The Gift Of Dissatisfaction

When my thoughts race It feels like a spiral. One idea into the next into the next. Like a buzzing in my body. Sometimes I pair this with action such as a purchase or an impulsive decision. Other times I make myself focus on some task at hand for a short while until my brain pulls me back into the maze. This could easily become overwhelming and sometimes it does. I got to wondering, what part of me is showing up right now? I think it's the one that feels it needs to do something big or change an aspect of life or take on a new project. Why does it need this? To what end? 


My solution has been to research, to make purchases and occasionally to write about it or share it. If I had to name it, the first thing that comes to mind is “The Curse of Dissatisfaction.” Curse gives it a negative connotation, so perhaps I will edit that to “The Gift of Dissatisfaction.” It is a gift because ideas can propel us forward, drive us, inspire art and creativity. It is a curse because sometimes it also leaves us exactly where we were before and prevents the very thing we are seeking most of all.. Satisfaction. 

Dave Matthews sings, “Why won’t you ever be glad, it melts into wonder.” (I want this tattooed on me) I am glad sometimes, and then there are these bursts where I am not and I begin searching for a new life to craft. A new home, job, car, goal, book, direction, feeling, purpose. It feels like swirling energy that simply cannot be channeled. I do all the things- I exercise, I eat well, I have great support. I take moments to breathe. Do I meditate? No, and I don’t intend to. Not for this.  Slowing down isn't the answer for me, in this particular circumstance, it's funneling this energy into something more valuable than a sea of thoughts, words and ideas in my head as opposed to quieting them.

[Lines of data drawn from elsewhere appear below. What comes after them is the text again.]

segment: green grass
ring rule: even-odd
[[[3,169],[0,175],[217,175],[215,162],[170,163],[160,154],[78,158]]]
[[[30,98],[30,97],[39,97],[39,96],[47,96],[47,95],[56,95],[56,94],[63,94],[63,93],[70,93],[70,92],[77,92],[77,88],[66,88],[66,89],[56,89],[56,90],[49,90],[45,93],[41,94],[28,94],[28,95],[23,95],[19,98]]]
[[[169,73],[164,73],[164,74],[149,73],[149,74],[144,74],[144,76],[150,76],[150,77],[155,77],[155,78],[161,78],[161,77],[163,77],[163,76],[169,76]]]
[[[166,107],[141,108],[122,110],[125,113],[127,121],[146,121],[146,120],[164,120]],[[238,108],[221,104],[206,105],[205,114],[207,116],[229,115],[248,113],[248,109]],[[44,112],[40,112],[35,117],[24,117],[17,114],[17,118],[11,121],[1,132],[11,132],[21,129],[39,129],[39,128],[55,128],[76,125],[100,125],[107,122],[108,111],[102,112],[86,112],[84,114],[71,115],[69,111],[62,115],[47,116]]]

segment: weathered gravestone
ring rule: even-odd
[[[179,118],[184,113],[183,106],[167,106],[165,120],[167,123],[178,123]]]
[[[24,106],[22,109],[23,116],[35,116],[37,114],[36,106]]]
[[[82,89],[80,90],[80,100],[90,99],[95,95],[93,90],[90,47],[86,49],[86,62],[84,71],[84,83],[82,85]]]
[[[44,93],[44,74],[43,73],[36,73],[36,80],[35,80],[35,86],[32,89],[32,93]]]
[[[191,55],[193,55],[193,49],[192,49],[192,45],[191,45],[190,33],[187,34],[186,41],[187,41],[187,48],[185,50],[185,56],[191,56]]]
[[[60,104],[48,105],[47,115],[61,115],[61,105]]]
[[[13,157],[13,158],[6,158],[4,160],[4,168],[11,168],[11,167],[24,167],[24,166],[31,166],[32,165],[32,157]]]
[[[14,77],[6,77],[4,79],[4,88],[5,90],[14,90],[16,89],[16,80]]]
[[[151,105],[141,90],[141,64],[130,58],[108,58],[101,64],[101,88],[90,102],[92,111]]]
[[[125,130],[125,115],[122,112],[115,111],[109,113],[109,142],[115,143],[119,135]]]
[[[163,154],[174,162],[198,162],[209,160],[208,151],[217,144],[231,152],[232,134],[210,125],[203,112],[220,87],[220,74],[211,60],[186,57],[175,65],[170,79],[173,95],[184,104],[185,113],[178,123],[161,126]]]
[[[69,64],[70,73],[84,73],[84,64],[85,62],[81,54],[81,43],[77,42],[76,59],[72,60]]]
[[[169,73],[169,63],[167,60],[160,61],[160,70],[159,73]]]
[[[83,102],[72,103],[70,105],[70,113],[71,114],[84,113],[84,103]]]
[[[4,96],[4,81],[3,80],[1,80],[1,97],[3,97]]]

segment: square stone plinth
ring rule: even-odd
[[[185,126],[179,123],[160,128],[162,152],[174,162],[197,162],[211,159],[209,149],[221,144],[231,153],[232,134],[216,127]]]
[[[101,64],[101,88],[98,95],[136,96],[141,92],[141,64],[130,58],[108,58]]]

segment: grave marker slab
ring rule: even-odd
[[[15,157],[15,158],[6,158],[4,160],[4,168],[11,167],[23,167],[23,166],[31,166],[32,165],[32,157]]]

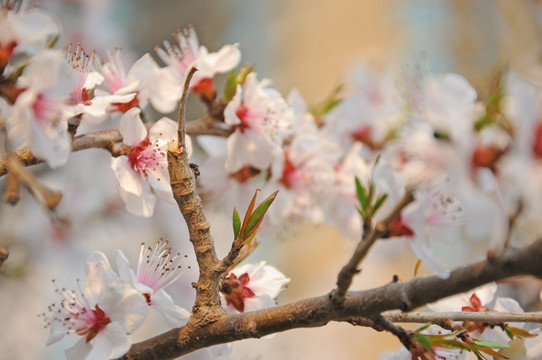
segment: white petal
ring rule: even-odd
[[[154,206],[156,205],[156,195],[150,189],[150,186],[146,184],[141,195],[134,195],[130,192],[124,191],[119,188],[119,195],[126,205],[126,210],[134,215],[151,217],[154,212]]]
[[[164,139],[165,141],[177,140],[177,123],[168,117],[158,120],[149,130],[149,139]]]
[[[143,196],[145,188],[148,188],[148,184],[132,169],[126,156],[111,158],[111,169],[113,169],[119,186],[123,191],[135,196]]]
[[[130,338],[117,322],[108,324],[93,340],[85,360],[117,359],[130,350]]]
[[[186,324],[190,313],[173,303],[173,299],[163,289],[158,290],[151,297],[151,307],[159,311],[166,323],[171,327],[179,327]]]
[[[139,108],[132,108],[122,115],[119,130],[126,145],[136,146],[147,137],[147,129],[139,117],[140,112]]]
[[[86,359],[87,355],[92,350],[92,345],[87,344],[85,338],[79,339],[75,345],[69,349],[66,349],[66,359],[67,360],[81,360]]]
[[[65,165],[71,151],[67,123],[59,121],[56,126],[43,127],[32,122],[33,143],[30,148],[38,157],[44,159],[51,168]]]
[[[242,275],[242,274],[239,274]],[[290,282],[283,273],[271,265],[265,265],[260,262],[257,267],[249,273],[250,281],[248,287],[257,295],[269,295],[271,299],[284,289],[284,286]]]
[[[152,106],[160,113],[167,114],[176,110],[181,98],[182,85],[171,75],[168,69],[156,69],[152,71],[152,77],[142,87],[149,93]],[[145,93],[141,93],[145,98]]]
[[[133,286],[137,282],[134,271],[130,268],[128,258],[120,249],[117,249],[117,270],[120,278],[127,284]]]
[[[230,71],[239,64],[241,60],[241,51],[239,45],[224,45],[217,53],[215,53],[213,59],[213,72],[223,73]]]
[[[105,289],[98,305],[128,334],[143,324],[149,311],[145,297],[131,285],[121,283]]]

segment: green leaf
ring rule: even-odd
[[[375,185],[371,182],[369,184],[369,196],[367,197],[367,203],[369,206],[373,203],[373,197],[375,195]]]
[[[420,326],[419,328],[417,328],[416,330],[414,330],[414,332],[415,332],[415,333],[422,332],[422,331],[424,331],[425,329],[427,329],[429,326],[431,326],[431,323],[423,324],[422,326]]]
[[[538,336],[538,334],[531,334],[527,330],[523,330],[523,329],[513,327],[513,326],[507,326],[504,328],[504,330],[506,331],[507,334],[508,334],[508,331],[510,331],[512,334],[514,334],[515,336],[519,338],[534,338]]]
[[[380,197],[376,200],[375,206],[373,206],[373,215],[376,214],[380,206],[386,201],[388,198],[388,194],[380,195]]]
[[[278,192],[279,191],[277,190],[271,195],[269,195],[267,199],[265,199],[264,201],[260,203],[260,205],[258,205],[258,207],[256,208],[256,210],[254,210],[252,215],[250,215],[250,219],[248,220],[247,226],[245,228],[246,236],[250,236],[252,233],[254,233],[258,229],[258,226],[260,226],[261,222],[263,221],[263,217],[265,213],[267,212],[267,210],[269,209],[273,201],[275,201],[275,198],[277,197]]]
[[[512,330],[510,330],[508,326],[504,327],[504,332],[506,333],[506,335],[508,335],[510,340],[514,340],[514,333],[512,332]]]
[[[412,335],[412,339],[419,342],[427,351],[431,352],[432,354],[435,353],[435,349],[433,349],[433,345],[431,345],[431,341],[429,339],[422,335],[422,334],[414,334]]]
[[[239,212],[237,208],[233,208],[233,235],[235,239],[239,236],[239,231],[241,230],[241,217],[239,217]]]
[[[367,196],[365,195],[365,187],[359,181],[359,178],[356,176],[356,192],[358,194],[359,203],[363,210],[367,209]]]
[[[504,349],[510,347],[508,344],[502,344],[491,340],[472,339],[472,342],[474,345],[487,347],[490,349]]]
[[[243,218],[243,225],[241,226],[241,230],[239,231],[240,236],[246,236],[248,219],[250,219],[252,211],[254,210],[254,206],[256,205],[256,196],[258,195],[258,191],[260,191],[260,189],[256,189],[256,191],[254,191],[254,196],[252,196],[252,200],[250,200],[250,204],[248,205],[247,211],[245,212],[245,217]]]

The funny part is, I’m not particularly unhappy. I’m actually quite content in all areas of my life. If I were able to sit in that contentment I would probably feel satisfied. Ah. well maybe that's the problem. Perhaps satisfaction and contentment aren’t the end goal after all. Maybe it just lines the road to where we are going, each one like a new pit stop on a fun adventure. Perhaps this is the pull that tells us it’s time to grow in some way or another. Maybe it's the opposite of stuckness. 

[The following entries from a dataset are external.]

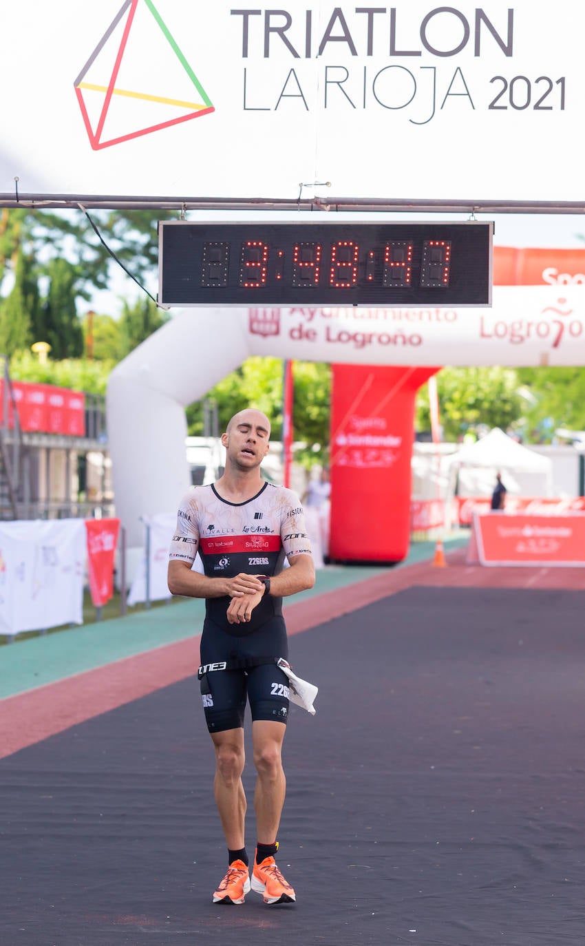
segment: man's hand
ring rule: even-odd
[[[264,591],[264,585],[258,581],[255,575],[247,575],[243,571],[239,575],[235,575],[234,578],[226,578],[225,586],[227,588],[225,593],[230,598],[241,598],[245,594],[253,595],[257,594],[258,591]]]
[[[231,624],[244,624],[249,621],[253,609],[262,601],[264,594],[264,585],[260,582],[258,584],[260,585],[259,591],[249,592],[232,599],[227,611],[228,621]]]

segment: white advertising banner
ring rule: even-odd
[[[0,523],[0,634],[83,623],[83,519]]]
[[[491,308],[307,306],[249,308],[244,318],[254,355],[342,364],[585,362],[578,286],[496,286]]]
[[[582,197],[575,0],[20,0],[2,25],[0,192]]]
[[[144,510],[173,508],[189,485],[185,406],[250,355],[364,365],[582,365],[585,287],[496,286],[490,309],[178,312],[116,365],[108,382],[116,511],[129,548],[144,544]]]
[[[166,583],[166,569],[168,547],[175,534],[177,514],[159,513],[156,516],[143,517],[143,523],[147,534],[147,544],[145,540],[145,551],[128,594],[130,607],[143,601],[164,601],[165,598],[172,597]],[[198,555],[192,570],[203,571],[203,563]]]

So why won’t I ever be glad Dave? Well, because if I were glad then I wouldn't evolve. I'd stay the same. I wouldn’t move. Dissatisfaction leads to growth, evolution, creativity and change. A gift I will gladly accept. Will you?

What will you do with the energy you experience? Will you shame it, label it, try to control or minimize it or distract from it? I suggest you listen instead. Tune in. Go inside. What does this part of you need? I bet you it is a need to create and to flow in whatever capacity that is for you. Example, I have been itching to get words on paper and write something for my blog or brainstorm ideas for a podcast. Yet I haven't done anything except jot some notes down in a notebook and think about it endlessly. I’ve scrolled through other therapists' instagrams and websites, listened to their podcasts, but I was still left with this restless, swirling, buzzing energy. So I decided to open up this google doc and write about it. And what happened? The energy released. My flow of words has allowed the feeling to flow through me and I am back to the place of homeostasis within. At first I just wanted it to stop. And that is what we do with most of our “unpleasant emotions” isn't it? We wish they would go away. I'm here to tell you through experience with both my patients and my internal journey that this is not the way. Allow the feeling to move through you in a way that feeds your needs. For me, I needed to write. The words were practically pulsing through my fingertips. What is it for you? What can you create? Is it art or photos or organization or music or dance or building or writing? Find a creative channel for that energy and see what happens with it. Welcome it as a gift instead of condemning it as a curse. See where your dissatisfaction leads you.